Never mind that U.S. forces regularly kill men, women and children all around the world themselves, day in and day out. The Obama Administration set the standard: According to top Obama officials Madeline Albright and Bill Richardson, 500,000 dead Iraqi kids in pursuit of U.S. foreign policy is justified.
But never mind because within six days, those abandoned Kurds had allied themselves with Syria’s Assad Regieme for protection. And Assad’s troops had moved to the Turkish border, reasserting at least part of it’s lost sovereignty.
So one unintended lesson from Trump’s Syria withdrawl is that when foreigners butt out, things improve. Rapidly.
This isn’t the only time foreigners butting-out improved things.
For example, despite the MilitaryIndustrialCongressional part of Deep State expectations, when the Brits "abandoned" Basra in Iraq during one of the Iraq so-called wars, this was the result:
BASRA, Iraq (Reuters) - Residents of Iraq’s southern city of Basra have begun strolling riverfront streets again after four years of fear, their city much quieter since British troops withdrew from the grand Saddam Hussein-era Basra Palace. …Mortar rounds, rockets and small arms fire crashed almost daily into the palace, making life hazardous for British and Iraqis alike in Iraq’s second-largest city. To many Basrans the withdrawal of the British a month ago removed a proven target. 

—Iraqis say Basra quieter after British troop pullout, Aref Mohammed, uk.reuters.com, Mon Oct 1, 2007 3:12pm BST
Locals need to handle their problems themselves because they’re the ones who must adapt to their own ecological niche. Adding foreigners at best complicates matters, at worst causes the problems in the first place.
And U.S. forces in Syria are definitely viewed as foreigners. Unlike Russia, which had been invited in, according to the centuries old Treaty of Westphalia, the U.S. shouldn’t be there in the first place. Because "it" wasn’t invited. Not that international law matters anymore.
That foreign intervention doesn’t work is the universal lesson from "The Battle of Algiers" called "one of the most influential political films in history ." It seems likely that Gen. David Petreus was aware of the lessons from this film when he guided the "surge" out of Basra and Iraq conflict in 2008.

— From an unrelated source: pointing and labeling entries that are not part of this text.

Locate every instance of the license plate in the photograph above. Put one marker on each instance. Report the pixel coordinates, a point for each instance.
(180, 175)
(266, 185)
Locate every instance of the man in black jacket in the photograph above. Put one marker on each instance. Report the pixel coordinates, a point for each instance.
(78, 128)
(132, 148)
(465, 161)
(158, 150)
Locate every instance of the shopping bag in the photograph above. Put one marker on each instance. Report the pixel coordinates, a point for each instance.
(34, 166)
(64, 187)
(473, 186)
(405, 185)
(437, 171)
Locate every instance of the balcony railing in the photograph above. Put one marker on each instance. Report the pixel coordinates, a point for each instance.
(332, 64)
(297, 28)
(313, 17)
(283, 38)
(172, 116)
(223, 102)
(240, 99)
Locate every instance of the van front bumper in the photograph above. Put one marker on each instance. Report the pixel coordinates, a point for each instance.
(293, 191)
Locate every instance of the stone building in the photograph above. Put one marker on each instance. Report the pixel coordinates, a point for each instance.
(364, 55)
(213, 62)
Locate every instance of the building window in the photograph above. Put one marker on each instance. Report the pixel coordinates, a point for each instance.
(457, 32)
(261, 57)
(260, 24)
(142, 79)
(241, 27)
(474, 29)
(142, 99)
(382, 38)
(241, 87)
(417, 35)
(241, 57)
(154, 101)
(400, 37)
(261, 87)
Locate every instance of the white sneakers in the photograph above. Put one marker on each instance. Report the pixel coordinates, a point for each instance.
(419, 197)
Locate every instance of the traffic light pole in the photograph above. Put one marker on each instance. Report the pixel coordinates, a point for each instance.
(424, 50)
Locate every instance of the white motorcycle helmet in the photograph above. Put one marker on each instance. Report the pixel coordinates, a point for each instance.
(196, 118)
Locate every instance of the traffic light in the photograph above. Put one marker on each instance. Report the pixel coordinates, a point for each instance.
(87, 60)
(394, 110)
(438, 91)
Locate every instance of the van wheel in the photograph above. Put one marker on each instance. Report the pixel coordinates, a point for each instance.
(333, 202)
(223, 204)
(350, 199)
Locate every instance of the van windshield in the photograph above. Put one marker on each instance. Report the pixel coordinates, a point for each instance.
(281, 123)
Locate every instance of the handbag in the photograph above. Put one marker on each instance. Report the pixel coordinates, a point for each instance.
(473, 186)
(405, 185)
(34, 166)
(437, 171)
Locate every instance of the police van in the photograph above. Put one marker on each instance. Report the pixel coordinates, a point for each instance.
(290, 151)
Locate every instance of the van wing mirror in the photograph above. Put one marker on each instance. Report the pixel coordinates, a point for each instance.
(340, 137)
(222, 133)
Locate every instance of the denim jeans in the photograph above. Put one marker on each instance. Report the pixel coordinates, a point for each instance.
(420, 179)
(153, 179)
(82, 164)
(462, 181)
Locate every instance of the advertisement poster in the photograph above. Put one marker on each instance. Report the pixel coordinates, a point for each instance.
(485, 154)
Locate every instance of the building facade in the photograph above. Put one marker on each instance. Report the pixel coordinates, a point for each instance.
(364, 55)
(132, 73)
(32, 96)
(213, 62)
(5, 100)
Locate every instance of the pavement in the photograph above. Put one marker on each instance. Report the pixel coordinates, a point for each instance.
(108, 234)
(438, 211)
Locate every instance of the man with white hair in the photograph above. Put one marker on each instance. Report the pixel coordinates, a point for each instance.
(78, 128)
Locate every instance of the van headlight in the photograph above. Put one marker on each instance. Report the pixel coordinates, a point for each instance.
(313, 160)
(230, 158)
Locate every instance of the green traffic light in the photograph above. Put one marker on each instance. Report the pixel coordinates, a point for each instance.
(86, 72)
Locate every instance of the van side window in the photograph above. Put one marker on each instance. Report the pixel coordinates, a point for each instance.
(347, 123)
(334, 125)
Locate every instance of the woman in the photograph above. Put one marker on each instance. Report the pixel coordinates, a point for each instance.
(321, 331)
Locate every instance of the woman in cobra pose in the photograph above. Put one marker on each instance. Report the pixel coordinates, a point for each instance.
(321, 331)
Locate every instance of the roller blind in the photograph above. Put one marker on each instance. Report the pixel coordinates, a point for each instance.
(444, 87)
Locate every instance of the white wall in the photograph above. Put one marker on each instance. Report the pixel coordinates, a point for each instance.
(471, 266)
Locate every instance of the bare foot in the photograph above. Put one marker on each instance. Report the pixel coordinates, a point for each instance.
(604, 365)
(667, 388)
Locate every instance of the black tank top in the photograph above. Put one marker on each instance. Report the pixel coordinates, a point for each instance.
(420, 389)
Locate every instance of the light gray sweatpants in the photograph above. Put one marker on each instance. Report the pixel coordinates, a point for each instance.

Apparently the D.C. War Party minions are ignorant of that history lesson. Of course they are.
Another unintended lesson: You can’t trust the U.S. government. The Kurds should have learned that from the first Iraq so-called war when Daddy Bush encouraged Kurdish revolt against Saddam but allowed Iraqi helicopter gun-ships to massacre them when they did.
This is by no means unique to the Kurds. Eventually this will cause what the D.C. mechanism wishfully calls "the international community" to shrink even further, making its chronic foreign crimes more difficult to disguise.
Do you suppose George Washington actually knew something when he advised in his farewell address that the Republic should "avoid entangling foreign alliances?"